Voici 80 ans – que cela passe vite 80 ans – les membres du groupe Manouchian tombaient sous les balles nazies par un froid petit matin. C’étaient des hommes. Oui, parce que les femmes bénéficiaient d’un autre sort, celui d’être décollées à la hache ou guillotinées dans la cour d’une prison allemande. Des femmes et des hommes qui ne demandaient qu’à vivre, qu’à rayonner, qu’à s’épanouir dans un monde autre que celui dont rêvaient les fascistes. Leur chef, Missak Manouchian, Arménien exilé, Français par conviction, était menuisier et poète.

Un poète, dont la plume est fusil parce qu’il n’y avait pas d’autre moyen de dire, de faire, d’écrire l’avenir comme il le pensait. Poète qui avait vécu le génocide de son peuple et qui arrivé à l’âge de la maturité, faisait face à d’autres génocides, d’autres horreurs, d’autres guerres naissantes. Face à ces répétitions, il voulait mettre des mots qui fassent sens. Et dans le monde de domination impérialiste issu des traités de Versailles et de Sèvres, il n’y avait comme voix discordantes que les jeunes partis communistes.

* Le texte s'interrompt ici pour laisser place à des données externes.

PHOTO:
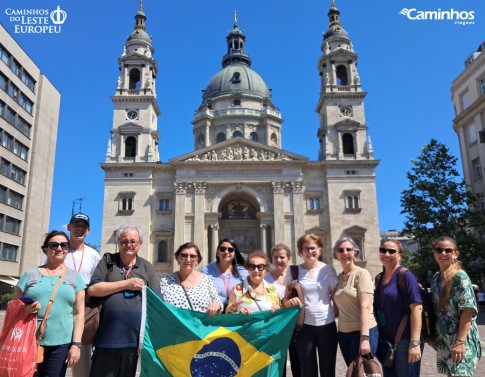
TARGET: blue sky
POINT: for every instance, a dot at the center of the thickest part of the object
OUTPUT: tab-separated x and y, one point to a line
405	66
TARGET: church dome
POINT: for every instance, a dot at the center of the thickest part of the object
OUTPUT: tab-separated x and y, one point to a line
236	78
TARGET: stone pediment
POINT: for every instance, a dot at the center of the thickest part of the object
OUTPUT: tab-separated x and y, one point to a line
130	128
239	149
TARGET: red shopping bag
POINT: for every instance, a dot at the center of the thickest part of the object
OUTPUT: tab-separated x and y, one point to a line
18	345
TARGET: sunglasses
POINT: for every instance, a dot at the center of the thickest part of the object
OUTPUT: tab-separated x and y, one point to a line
259	267
439	250
55	245
189	256
342	250
383	250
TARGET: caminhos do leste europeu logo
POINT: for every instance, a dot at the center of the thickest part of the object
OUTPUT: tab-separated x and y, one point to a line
458	17
37	21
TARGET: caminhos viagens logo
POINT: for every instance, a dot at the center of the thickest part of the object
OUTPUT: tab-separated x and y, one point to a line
458	17
37	21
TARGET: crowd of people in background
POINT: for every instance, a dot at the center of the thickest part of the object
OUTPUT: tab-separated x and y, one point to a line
367	312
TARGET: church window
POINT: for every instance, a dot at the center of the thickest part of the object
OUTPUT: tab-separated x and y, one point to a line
164	205
200	141
352	201
134	79
126	203
130	146
348	143
274	140
236	78
342	78
482	86
162	255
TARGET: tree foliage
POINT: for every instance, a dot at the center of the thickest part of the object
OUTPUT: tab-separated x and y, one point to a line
437	203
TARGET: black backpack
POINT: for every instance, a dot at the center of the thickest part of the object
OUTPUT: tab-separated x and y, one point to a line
428	316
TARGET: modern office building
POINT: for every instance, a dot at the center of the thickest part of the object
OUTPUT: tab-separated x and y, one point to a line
238	181
29	112
468	96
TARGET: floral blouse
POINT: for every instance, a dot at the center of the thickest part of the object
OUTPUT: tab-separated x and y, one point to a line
243	296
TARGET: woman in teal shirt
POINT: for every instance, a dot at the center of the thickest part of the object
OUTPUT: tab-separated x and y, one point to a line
64	325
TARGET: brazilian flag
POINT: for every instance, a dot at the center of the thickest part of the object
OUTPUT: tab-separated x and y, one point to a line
179	342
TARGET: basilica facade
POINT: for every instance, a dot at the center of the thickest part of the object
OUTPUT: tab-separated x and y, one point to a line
239	182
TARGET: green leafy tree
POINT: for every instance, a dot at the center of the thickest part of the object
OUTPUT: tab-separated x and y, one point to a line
437	203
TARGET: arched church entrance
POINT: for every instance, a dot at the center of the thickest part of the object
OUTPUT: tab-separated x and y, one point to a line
239	221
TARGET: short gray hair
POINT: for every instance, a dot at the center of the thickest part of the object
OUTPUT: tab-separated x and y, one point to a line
122	229
348	239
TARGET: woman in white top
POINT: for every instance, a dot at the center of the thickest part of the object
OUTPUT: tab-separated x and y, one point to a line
319	333
281	255
357	327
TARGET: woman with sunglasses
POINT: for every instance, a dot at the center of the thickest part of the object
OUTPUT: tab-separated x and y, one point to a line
395	309
357	327
188	288
65	321
255	294
228	269
318	335
457	341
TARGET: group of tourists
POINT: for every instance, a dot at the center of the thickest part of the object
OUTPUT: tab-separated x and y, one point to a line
366	312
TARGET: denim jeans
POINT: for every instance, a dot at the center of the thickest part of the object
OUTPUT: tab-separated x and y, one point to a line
321	340
349	343
401	367
54	364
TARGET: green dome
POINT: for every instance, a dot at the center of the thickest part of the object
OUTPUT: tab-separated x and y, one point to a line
236	78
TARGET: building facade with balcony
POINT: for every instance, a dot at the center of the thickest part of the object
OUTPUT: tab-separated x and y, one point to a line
468	96
239	182
29	113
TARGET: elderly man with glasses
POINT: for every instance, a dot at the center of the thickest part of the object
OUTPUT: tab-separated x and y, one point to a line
119	279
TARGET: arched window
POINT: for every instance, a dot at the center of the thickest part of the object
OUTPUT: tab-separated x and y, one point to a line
130	146
162	251
342	78
200	141
348	144
274	140
134	79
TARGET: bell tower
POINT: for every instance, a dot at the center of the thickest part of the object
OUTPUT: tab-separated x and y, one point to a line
343	131
134	136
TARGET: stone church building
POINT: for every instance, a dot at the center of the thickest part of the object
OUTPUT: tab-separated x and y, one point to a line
239	181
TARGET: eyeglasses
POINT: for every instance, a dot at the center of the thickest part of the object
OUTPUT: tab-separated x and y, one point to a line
439	250
55	245
126	243
383	250
189	256
259	267
309	248
346	249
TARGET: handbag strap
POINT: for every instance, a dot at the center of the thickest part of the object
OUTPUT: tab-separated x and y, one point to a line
49	306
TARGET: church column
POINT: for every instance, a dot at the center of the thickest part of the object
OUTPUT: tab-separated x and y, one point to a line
298	200
199	217
279	212
264	239
215	241
179	209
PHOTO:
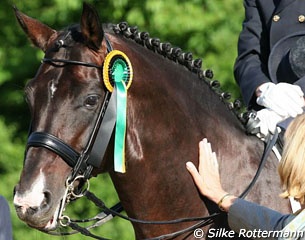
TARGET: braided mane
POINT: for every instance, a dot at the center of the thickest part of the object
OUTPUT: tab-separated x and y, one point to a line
184	58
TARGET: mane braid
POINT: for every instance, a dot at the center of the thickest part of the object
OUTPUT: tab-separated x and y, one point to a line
184	58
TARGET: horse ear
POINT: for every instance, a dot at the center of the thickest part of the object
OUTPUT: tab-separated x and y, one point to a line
37	32
91	27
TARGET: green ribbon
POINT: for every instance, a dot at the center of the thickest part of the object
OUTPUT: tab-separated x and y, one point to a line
119	72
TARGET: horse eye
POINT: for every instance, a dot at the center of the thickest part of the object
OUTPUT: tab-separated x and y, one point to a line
91	101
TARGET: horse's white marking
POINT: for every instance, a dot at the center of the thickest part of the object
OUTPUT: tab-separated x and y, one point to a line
34	196
53	88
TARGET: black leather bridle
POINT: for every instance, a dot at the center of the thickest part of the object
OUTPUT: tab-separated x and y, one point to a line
92	155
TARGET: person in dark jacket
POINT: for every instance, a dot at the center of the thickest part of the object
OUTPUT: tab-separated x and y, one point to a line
270	69
247	216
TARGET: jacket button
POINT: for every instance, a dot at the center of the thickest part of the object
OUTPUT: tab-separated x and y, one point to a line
276	18
301	18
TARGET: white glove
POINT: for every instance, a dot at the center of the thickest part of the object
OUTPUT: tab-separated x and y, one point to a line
283	98
268	121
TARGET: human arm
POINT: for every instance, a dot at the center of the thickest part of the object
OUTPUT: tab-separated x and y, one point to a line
207	177
242	214
250	69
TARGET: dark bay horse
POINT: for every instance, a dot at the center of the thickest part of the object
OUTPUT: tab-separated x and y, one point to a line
169	110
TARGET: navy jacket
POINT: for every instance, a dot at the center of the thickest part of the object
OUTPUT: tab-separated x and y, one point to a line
266	22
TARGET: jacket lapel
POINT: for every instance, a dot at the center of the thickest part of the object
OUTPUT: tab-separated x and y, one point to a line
282	5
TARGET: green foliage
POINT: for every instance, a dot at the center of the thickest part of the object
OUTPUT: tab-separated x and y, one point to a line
207	28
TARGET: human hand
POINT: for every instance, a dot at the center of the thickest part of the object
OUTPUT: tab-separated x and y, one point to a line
207	177
285	99
266	121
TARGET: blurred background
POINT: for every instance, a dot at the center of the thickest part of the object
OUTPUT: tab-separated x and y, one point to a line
207	28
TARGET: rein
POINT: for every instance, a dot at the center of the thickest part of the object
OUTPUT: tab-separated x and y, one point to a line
83	163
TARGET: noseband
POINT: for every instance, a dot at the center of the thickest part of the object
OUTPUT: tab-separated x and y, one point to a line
92	155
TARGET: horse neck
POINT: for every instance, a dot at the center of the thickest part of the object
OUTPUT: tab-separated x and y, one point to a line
169	111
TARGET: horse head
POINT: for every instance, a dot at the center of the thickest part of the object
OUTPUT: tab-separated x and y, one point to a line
55	95
171	107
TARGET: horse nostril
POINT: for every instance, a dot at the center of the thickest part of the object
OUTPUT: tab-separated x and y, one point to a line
47	199
32	210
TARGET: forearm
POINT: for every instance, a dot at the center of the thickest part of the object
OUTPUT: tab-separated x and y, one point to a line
250	216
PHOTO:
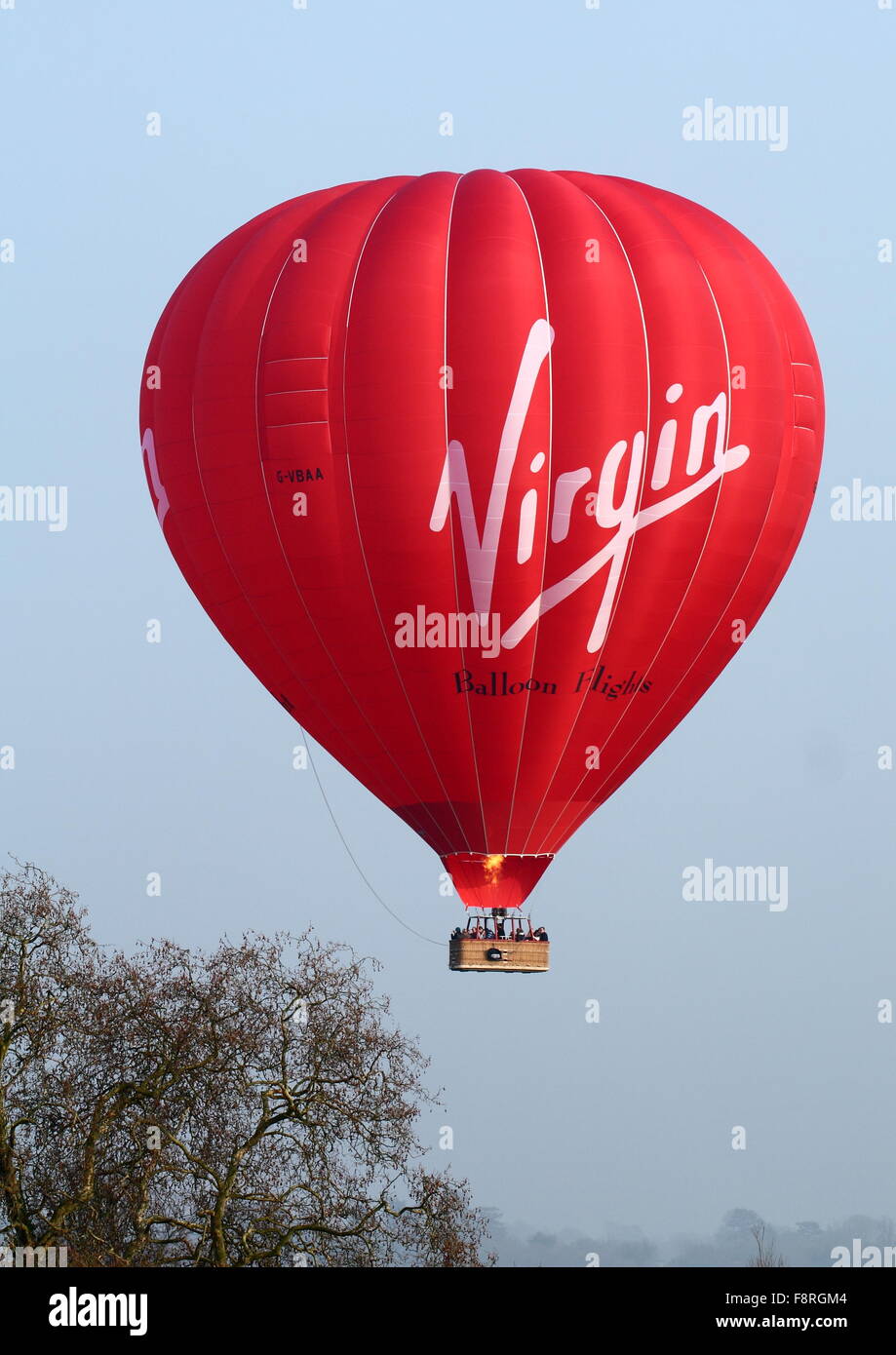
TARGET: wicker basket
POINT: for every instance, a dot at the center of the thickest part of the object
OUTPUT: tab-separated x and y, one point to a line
499	957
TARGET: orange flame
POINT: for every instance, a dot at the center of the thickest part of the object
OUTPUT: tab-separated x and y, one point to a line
492	866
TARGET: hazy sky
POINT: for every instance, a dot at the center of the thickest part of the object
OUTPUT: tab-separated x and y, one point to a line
135	757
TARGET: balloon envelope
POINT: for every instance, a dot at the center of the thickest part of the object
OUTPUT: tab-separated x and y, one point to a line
486	477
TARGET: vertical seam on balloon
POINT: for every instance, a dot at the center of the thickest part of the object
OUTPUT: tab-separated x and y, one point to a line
743	575
289	568
211	514
687	588
451	503
631	545
364	556
544	553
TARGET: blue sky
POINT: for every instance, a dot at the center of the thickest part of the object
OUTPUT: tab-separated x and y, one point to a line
135	757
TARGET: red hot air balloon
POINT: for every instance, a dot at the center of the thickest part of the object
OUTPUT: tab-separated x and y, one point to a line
486	477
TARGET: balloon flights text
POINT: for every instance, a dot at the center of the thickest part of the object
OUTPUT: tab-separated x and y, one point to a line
486	477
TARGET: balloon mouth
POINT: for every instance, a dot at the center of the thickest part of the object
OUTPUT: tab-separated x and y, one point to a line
495	879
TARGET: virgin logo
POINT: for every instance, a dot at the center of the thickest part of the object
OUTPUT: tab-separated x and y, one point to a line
482	549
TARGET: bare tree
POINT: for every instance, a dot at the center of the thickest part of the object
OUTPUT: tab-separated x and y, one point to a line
253	1105
767	1257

Il devint donc communiste français pour une vision libératrice de l’être humain.

En France, la guerre a commencé bien avant le 2 septembre 1939. Elle n’est pas militaire, mais policière, juridique et frontalement organisée contre le Front populaire, notamment contre le Parti communiste français. Le président du Conseil, Edouard Daladier, œuvre dès 1938 pour les puissances d’argent, le Comité des forges, la bourgeoisie qui, depuis 2 ans s’égosillent à préférer Hitler au Front populaire. L’enjeu est affiché. Dès le 13 avril 1938, la Chambre répond positivement à la demande gouvernementale de lui accorder les pouvoirs spéciaux. Ceux-ci l’autorisent à utiliser « par décrets délibérés au Conseil des ministres les mesures qu’il juge indispensables pour faire face aux nécessités de la défense nationale et redresser les finances et l’économie de la Nation. » Le premier décret-loi sera celui qui assigne à résidence les étrangers en situation irrégulière. Quelques mois plus tard, à Marseille, lors du congrès du Parti radical du 26 au 30 octobre, Daladier liquide définitivement le Front populaire et abroge une partie des acquis sociaux. La CGT réagit par une grève générale qui fera l’objet d’une répression inégalée, les arrestations ont lieu par milliers. Dans le même congrès du Parti radical, il prononce une diatribe d’une rare violence, en accusant les communistes de saper l’autorité gouvernementale et d’être le parti de l’étranger. C’est le début d’une politique réactionnaire comme rarement la France en a connue.

Cette attaque contre les militants lors de cette grève se solde par 800 000 salariés lockoutés, dont 10 000 confirmés, 3500 sanctions dans l’administration d’État, 1731 poursuites judiciaires dont 806 peines de prison ferme. L’objectif est double, faire les yeux doux à l’Allemagne via le patronat et briser les militants et les organisations de lutte. Les militants sont fichés tout comme les apatrides et les étrangers en situation irrégulière.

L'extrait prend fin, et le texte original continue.